Fried Twinkie - eh, it's ok, but is 3rd in like to said Snickers and Cheesecake

Since I did not go this year, have no idea what the "new" fried treat was...I know, so disgusting...

Kurt said...

I made it! 301!

iamnot said...

Fried Twinkie = Donut

I fried my brain years ago. Now I won't eat fried foods because it feels like canibalism.

Nessa said...

I had to look up fried Coke. Amazing.

Anonymous Boxer said...

Oh, I so want those deep friend Mac n' Cheese. NOW.

Uncivil said...

How about fried sardines?

justacoolcat said...

Come to Mn. We deep fry it all.

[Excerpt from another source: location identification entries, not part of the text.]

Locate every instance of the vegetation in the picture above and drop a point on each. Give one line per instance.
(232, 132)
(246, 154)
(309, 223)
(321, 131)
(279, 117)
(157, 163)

Don't ask about what "it" is and we promise it'll taste good.

Camille Alexa said...

Fried is the lost food group.

BottleBlonde said...

You think I should deep fry my vagina to get more action?

Scary Monster said...

A week without the fantastical nonsense has left me in need of some deep fried comedy. Oh, and me gonna need a side order of the mac and cheese as well.

STOMP.

Lilli & Nevada said...

Hello Neighbor,
Rocky mountain oysters look really disgusting. Great blog

Serena Joy said...

Fried Coke? Ugh. The very word "deep fried" makes me think I need to go back to bed. Ugh.

Kanrei said...

After Deep Fried Ice Cream nothing shocks me any more.